# Best wheel sealer / wax



## woodybeefcake (Oct 12, 2008)

Hi all,

Got a bit of xmas money to spend so looking at some new products.

Looking at Autofinesse mint rims, but it's a little steep, any alternatives or should I get that?

:thumb:


----------



## Young_JD (Mar 8, 2013)

Everyone reccomend a fk1000p, I've just been bought some for Xmas, can't wait to give it a try Friday!:


----------



## AaronGTi (Nov 2, 2010)

BMD Revolutions is fabtastic and so easy to use.

It makes the wheels look very sharp and slick. Water behavior is great too and makes future cleaning much easier.


----------



## Stewartfinley (Mar 3, 2012)

Gtechniq C5 is a great Sealent as is EXO but waxes I'd suggest bouncers looking sweet wheel wax


----------



## woodybeefcake (Oct 12, 2008)

Hmm, rite think I need to do much more research then! I must admit I like the Auto Finesse products because of the packaging!!


----------



## terrytibbs (Feb 16, 2011)

AaronGTi said:


> BMD Revolutions is fabtastic and so easy to use.
> 
> It makes the wheels look very sharp and slick. Water behavior is great too and makes future cleaning much easier.


Hi - what tyre dressing have you used on there?


----------



## Puntoboy (Jun 30, 2007)

I used FK1000p on my wheels. It's cheap and very good. Haven't used a wheel cleaner on my wheels for a couple of months now. Just soapy wash water.

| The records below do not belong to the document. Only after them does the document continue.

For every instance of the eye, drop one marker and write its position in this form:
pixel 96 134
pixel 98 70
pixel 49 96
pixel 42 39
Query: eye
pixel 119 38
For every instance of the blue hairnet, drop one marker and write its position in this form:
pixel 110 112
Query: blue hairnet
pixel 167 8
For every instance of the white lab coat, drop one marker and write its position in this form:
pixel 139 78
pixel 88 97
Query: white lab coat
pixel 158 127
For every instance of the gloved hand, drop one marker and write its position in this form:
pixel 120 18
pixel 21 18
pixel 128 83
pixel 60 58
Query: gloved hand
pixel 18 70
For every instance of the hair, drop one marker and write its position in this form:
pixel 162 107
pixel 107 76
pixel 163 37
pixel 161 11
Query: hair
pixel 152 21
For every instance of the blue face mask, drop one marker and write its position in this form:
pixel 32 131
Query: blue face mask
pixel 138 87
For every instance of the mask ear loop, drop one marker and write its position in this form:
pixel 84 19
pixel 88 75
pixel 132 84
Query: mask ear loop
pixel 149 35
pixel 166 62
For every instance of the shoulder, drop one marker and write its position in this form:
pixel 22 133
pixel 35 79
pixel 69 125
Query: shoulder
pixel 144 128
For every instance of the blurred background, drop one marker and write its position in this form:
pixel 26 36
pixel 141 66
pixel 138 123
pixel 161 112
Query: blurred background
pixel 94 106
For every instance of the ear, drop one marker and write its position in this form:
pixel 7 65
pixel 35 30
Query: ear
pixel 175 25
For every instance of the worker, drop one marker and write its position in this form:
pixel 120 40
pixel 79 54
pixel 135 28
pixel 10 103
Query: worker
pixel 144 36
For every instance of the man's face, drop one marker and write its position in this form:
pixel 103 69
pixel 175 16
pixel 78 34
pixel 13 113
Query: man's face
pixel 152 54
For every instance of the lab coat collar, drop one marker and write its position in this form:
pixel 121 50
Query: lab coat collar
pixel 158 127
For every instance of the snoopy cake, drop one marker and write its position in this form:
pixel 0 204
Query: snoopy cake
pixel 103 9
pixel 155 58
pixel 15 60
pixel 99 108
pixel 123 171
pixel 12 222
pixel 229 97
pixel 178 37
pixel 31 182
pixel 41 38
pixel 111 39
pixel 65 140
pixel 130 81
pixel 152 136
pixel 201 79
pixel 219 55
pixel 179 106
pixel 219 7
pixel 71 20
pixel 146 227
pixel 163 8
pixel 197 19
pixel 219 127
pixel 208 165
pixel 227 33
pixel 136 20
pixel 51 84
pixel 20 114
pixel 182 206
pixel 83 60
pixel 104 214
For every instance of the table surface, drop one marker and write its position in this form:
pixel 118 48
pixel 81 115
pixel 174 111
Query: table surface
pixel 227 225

Tyres dressed with AF satin tyre dressing.


----------



## AaronGTi (Nov 2, 2010)

terrytibbs said:


> Hi - what tyre dressing have you used on there?


Pinnacly black onyx


----------



## Jdudley90 (Mar 13, 2011)

AaronGTi said:


> BMD Revolutions is fabtastic and so easy to use.
> 
> It makes the wheels look very sharp and slick. Water behavior is great too and makes future cleaning much easier.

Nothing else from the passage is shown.